In prior art the flat bed scanner has become a standard equipment in almost every office providing scanned input of typed text, book pages and different types of documents such as for example handwritten applications or partially handwritten schemes etc. to computers for further word-processing, electronic storage, electronic distribution etc. However, whenever a document or page is not properly aligned on the flatbed scanner, or the thickness of a book renders the page adjacent to the back of the book curved above the flatbed scanner, the scanned images transferred to the computer provides a deformed image of the text that is difficult to recognize in an OCR program as known in prior art.
In recent years, digital cameras have become an alternative to flatbed scanners due to the flexibility when using the camera. However, the problem with deformed text images for OCR processing in digital cameras is further enhanced since the misalignment of a camera image may occur in three dimensions (perspective distortion), even for pictures of flat pages. Lens faults like lens aberration and distortion may also influence the OCR efficiency.
A geometrical transformation of the deformed document image providing corrected images suitable for the OCR processing may solve the problem. The U.S. Pat. No. 6,304,313 disclose a digital camera with an OCR function based on dividing a document page into blocks, where each block is photographed before each block is processed by the OCR function. When all the blocks has been processed by the OCR function, the recognized blocks with text corresponding to the plurality of images are combined together to form one text data set corresponding to the whole document. However, the geometrical transformation according to this disclosure is merely to divide the page in such small blocks that the deformation in each small block is negligible. Therefore, this solution may require extensive processing to accomplish the task when the deformation exceeds a specific level. Further, the division of text may render the text in each block unrecognizable because the blocks are becoming too small to contain recognizable text.
The US patent application US 2003/0026482 from Feb. 6, 2003 disclose a method for correcting perspective distortion in a digital document image, for example from a digital camera, wherein a mathematical model of how parallel lines passes a single point when viewed under some perspective view is used to identify the perspective of the image. According to a preferred embodiment of this invention, horizontal and vertical border lines of an image comprising text is used to identify the perspective of the image. Based on this mathematical model of the distortion due to the perspective, text lines are corrected. As easily understood, this perspective based method do not cope with the other types of distortion readily encountered when for example a page in a book is photographed, and then passed through an OCR function. Besides perspective distortions, structural distortions due for example to bending or curving of book pages adds significantly to the problem of correcting such images from cameras. It is also clear from practical experience when using a camera for capturing images of text, the camera usually is oriented straight ahead above the page to be photographed. Therefore, the perspective distortion will usually contribute less to the total distortions encountered in the image compared to for example structural distortions of the object (text page, bending of book pages, curving pages etc.) itself.

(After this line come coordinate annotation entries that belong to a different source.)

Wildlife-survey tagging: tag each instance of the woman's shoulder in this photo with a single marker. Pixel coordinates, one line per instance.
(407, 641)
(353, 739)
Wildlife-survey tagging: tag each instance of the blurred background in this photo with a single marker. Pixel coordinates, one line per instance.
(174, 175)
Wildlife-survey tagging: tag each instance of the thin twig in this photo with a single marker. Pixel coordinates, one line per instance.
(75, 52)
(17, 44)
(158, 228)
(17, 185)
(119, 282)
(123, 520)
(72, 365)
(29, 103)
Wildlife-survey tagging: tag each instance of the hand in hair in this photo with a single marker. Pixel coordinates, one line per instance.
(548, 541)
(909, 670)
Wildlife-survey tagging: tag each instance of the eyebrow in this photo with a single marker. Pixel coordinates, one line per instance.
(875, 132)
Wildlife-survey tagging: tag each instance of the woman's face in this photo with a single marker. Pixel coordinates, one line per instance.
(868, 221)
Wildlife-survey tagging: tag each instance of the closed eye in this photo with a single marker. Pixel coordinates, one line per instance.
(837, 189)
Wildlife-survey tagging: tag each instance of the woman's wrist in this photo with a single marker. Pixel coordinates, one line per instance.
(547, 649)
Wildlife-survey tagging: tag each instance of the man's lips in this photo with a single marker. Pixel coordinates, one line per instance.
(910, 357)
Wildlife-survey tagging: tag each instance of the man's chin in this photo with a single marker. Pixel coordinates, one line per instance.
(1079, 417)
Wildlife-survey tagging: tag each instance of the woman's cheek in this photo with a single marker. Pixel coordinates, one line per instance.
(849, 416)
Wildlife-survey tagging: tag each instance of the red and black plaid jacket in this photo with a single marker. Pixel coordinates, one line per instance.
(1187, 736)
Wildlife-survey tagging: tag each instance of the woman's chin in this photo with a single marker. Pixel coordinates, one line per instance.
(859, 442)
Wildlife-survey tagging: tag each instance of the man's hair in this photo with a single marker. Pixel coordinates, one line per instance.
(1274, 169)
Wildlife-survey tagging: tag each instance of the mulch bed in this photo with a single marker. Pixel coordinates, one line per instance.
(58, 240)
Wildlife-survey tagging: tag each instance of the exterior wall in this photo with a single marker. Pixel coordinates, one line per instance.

The paper “Correcting Document Warping based on regression of curved text lines” by Zhang and Tan, International Conference on Document Analysis and Recognition, ICADR-2003, disclose a method based on models of the text line deformations as quadratic polynomial curves instead of using a more common cylinder model for the book deformation near the back of the book as described above. The lines are tracked using a connected element clustering algorithm within bounding boxes defined by the orientation of an already identified segment of the text lines.
The paper “Document image de-warping for text/graphics recognition” by Wu and Agam, International Symposium on Statistical Pattern Recognition, SSPR-2002, disclose a method based on lines that are tracked using a local adaptive cumulative projection at different angles. The tracked lines may cross each other due to the local nature of the algorithm when two starting points result in two different search directions. A second step of removing lines that are crossing based on the average orientation of the lines is included, limiting the method to images with fairly regular lines and a small perspective distortion. A rectangular mesh is fitted to the remaining lines for dewarping.
The paper “Rectifying the bound document image captured by a camera: A model based approach” by Cao et. al., International Conference on Document Analysis and Recognition, ICADR-2003, disclose a method based on applying a cylinder model to the book deformation near the back of he book and a perspective model to compensate for the depth difference. A best match between the cylinder model and a set of threshold skeletons of the lines are used to rectify the images.
All of these above referenced papers disclose methods having clear limitations with respect to the type of geometric deformations that can be dewarped by these methods. The cylinder model and the quadratic polynomials will only fit the type of geometric deformations that is found in books with stiff book cover. The average orientation filtering requires that the text lines are fairly regular, which is found in the case with open books, and which also limits the methods to only small perspective deformations.
Therefore there is a need for a method and system providing better geometrical transformation of distorted images comprising text before processing images with an OCR function to achieve more reliable and more complete text recognition of documents in a computer system or digital camera system.